According to C4ADS, several ethnic Kazakh victims have testified they were forced to work in a factory in the Yining textile park after being released from a detention camp. There are signs at least 1,000 people work there, “including those sent via organised labour transfers from the surrounding county”, says the report.

Researchers warn of possible implications for global supply chains, given links between a manufacturer of unfinished fabrics in the Yining County Weaving Industry Park, part of the wider zone, and a company in Nantong.

C4ADS alleges there are senior executives tied to both the Xinjiang Dasheng Weaving Company and Nantong Youmian Haochen Textile Company Co Ltd, which claims to be a leading maker and supplier of hotel linens to major brands in 58 countries.

Nantong Youmian Haochen Textile Company does not publish information about where it sources textiles, but according to the C4ADS report, the close relationship with the Xinjiang Dasheng Weaving Company, as well as the Yining weaving park, creates a “heightened risk” the firm may be sourcing materials from XUAR.

C4ADS says importing companies must improve due diligence and enforcement efforts to ensure tainted goods are not being bought from other regions in China.

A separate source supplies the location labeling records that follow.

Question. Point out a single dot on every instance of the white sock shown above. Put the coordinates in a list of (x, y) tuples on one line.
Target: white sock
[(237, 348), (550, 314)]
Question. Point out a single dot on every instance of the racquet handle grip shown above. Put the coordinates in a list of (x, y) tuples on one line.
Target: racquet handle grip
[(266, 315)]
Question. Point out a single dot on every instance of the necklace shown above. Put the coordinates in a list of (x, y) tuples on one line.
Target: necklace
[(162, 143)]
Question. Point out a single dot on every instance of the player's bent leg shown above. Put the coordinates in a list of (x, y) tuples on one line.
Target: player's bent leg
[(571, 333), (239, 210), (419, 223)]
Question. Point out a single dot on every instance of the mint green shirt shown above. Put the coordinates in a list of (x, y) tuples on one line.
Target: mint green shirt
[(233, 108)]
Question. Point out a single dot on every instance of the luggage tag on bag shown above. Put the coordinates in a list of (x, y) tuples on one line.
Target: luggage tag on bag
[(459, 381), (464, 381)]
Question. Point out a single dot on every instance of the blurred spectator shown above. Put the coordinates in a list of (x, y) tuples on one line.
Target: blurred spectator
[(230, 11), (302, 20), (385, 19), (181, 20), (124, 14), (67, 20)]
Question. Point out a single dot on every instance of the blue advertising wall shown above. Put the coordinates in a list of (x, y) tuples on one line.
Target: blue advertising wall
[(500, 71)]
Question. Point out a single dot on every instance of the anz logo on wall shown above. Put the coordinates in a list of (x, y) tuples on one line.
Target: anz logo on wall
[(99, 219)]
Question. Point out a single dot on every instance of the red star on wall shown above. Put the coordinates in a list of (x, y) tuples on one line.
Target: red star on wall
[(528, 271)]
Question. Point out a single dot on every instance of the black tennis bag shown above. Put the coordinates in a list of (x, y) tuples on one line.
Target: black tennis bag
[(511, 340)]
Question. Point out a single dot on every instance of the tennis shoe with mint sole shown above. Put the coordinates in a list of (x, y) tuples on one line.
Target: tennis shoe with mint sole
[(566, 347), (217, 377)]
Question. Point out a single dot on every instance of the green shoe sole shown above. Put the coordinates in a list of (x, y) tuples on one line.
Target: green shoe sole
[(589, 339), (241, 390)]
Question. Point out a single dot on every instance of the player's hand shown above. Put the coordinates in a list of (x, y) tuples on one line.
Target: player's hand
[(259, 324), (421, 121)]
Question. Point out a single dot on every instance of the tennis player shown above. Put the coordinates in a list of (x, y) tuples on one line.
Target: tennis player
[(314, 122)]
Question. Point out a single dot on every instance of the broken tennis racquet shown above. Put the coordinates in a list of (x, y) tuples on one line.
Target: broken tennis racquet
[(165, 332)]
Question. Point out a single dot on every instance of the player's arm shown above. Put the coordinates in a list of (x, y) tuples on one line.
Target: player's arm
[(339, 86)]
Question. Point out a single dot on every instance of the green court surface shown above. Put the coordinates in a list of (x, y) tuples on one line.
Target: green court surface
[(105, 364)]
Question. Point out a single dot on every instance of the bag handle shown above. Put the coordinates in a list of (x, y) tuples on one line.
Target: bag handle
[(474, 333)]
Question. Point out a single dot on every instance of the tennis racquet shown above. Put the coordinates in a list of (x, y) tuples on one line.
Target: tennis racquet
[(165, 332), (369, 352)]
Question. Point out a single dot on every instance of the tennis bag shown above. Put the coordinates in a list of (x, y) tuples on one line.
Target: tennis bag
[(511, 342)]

Nicole Morgret, a human rights analyst at C4ADS, tells GTR US companies should be watching out for Chinese  companies that have any subsidiaries or investment in the Xinjiang region, and consider that a “red flag”.

 

UFLPA risks

The warnings come as importers wait to discover how strictly the US Customs and Border Protection (CBP) will enforce new due diligence legislation designed to crack down on Xinjiang-made goods making it into the American market.

The Uyghur Forced Labor Prevention Act (UFLPA), which came into effect on June 21, has created a “rebuttable presumption” that goods produced either wholly in Xinjiang, or in part, were made through the use of forced labour.

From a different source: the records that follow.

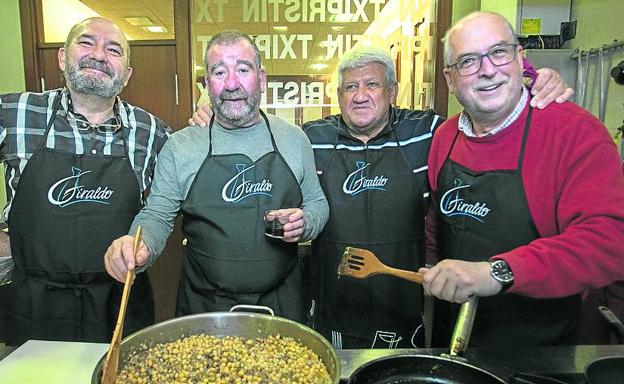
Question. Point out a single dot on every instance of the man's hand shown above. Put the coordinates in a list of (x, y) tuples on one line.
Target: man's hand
[(293, 221), (120, 257), (202, 116), (456, 280), (549, 86)]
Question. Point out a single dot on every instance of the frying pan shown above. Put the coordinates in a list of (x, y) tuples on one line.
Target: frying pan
[(607, 370), (415, 369)]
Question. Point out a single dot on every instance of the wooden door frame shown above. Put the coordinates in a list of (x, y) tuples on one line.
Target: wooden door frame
[(31, 18), (444, 14)]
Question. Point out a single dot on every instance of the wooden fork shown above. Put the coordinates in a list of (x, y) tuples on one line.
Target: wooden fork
[(109, 372), (362, 263)]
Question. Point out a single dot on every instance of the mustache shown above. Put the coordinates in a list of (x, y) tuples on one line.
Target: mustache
[(94, 64), (234, 95)]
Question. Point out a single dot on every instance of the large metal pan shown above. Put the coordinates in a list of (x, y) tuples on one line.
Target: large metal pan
[(417, 369), (607, 370), (246, 325)]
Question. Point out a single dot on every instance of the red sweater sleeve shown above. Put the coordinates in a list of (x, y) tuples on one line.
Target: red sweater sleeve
[(575, 190)]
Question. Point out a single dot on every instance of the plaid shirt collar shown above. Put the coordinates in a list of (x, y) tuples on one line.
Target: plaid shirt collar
[(465, 124), (120, 114)]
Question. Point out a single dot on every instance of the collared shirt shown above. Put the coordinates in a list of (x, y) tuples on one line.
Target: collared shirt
[(24, 117), (465, 124)]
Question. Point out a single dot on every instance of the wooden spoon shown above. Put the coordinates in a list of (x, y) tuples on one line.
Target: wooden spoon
[(362, 263), (109, 372)]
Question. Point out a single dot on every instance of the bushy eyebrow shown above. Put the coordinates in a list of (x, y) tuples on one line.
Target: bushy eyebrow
[(238, 62), (93, 37)]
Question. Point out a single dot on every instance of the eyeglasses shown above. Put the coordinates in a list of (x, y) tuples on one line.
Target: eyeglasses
[(499, 55), (84, 125)]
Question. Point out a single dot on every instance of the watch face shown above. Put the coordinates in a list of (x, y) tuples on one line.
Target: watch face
[(501, 271)]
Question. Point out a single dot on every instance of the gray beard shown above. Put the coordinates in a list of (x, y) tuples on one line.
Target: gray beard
[(81, 83), (236, 118)]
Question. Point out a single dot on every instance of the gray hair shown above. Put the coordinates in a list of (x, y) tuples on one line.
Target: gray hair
[(76, 29), (229, 38), (460, 24), (361, 56)]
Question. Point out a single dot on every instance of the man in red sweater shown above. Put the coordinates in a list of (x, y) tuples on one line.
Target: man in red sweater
[(529, 202)]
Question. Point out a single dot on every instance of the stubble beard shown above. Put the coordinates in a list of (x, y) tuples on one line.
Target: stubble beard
[(91, 85), (236, 117)]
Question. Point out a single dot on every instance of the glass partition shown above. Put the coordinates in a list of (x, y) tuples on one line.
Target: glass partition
[(301, 42)]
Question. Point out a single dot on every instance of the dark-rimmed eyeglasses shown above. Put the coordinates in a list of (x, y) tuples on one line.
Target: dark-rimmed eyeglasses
[(499, 55), (84, 125)]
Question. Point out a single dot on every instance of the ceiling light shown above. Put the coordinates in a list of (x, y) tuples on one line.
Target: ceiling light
[(139, 21), (155, 29), (319, 66)]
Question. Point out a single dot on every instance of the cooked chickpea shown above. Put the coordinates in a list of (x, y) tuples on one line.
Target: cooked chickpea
[(227, 360)]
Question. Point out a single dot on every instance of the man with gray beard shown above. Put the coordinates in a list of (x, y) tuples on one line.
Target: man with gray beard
[(79, 161), (223, 179)]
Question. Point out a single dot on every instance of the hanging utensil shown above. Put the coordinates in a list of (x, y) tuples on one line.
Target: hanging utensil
[(109, 372), (602, 105), (580, 79), (362, 263)]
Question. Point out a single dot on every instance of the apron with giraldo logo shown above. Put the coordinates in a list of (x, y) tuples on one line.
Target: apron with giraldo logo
[(228, 259), (67, 210), (480, 215), (375, 202)]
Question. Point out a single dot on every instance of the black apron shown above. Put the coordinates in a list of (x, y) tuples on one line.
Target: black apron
[(67, 210), (376, 202), (483, 214), (228, 259)]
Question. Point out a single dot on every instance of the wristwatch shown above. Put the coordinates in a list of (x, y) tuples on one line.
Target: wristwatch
[(500, 271)]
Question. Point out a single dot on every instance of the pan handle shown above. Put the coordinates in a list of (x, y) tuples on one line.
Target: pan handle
[(614, 323), (463, 327), (252, 308)]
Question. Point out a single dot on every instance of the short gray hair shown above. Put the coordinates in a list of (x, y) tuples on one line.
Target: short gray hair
[(361, 56), (460, 23), (229, 38), (76, 29)]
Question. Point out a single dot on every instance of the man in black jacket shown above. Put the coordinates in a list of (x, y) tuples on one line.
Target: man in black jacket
[(372, 164)]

In effect, the onus is now on US companies to prove that a product with any Xinjiang-related component or input was not produced using forced labour.

Ted Murphy, a partner at law firm Sidley Austin, says in a note published in late June that the industry is waiting to see how the UFLPA will be applied, but warns US companies should brace for stringent enforcement action.

“If the government’s actions match its rhetoric on this issue, many companies will be faced with a bumpy couple of years as supply chains adjust to the new incentives,” he says.

Jeffrey Weiss, a partner at law firm Steptoe, echoes such claims and says diligence expectations will be heightened for all US companies sourcing from China, whether they are importing goods directly tied to Xinjiang or not.

“If you are an importer sourcing in China, but outside of Xinjiang, you still have to show you did not get any inputs from that particular region; or there were not any workers from Xinjiang relocated to a factory elsewhere that produced an input for your product,” says Weiss.

He points to a notice put out by the USTR earlier this month which suggests the government is looking to expand its use of trade tools to root out forced labour in supply chains.

“I don’t think they’re intending to stop. I think the UFLPA is just the beginning,” he tells GTR. “We expect the US government could expand its target over time beyond Xinjiang. Companies are going to assess their options and ask, ‘am I going to be able to continue sourcing there?’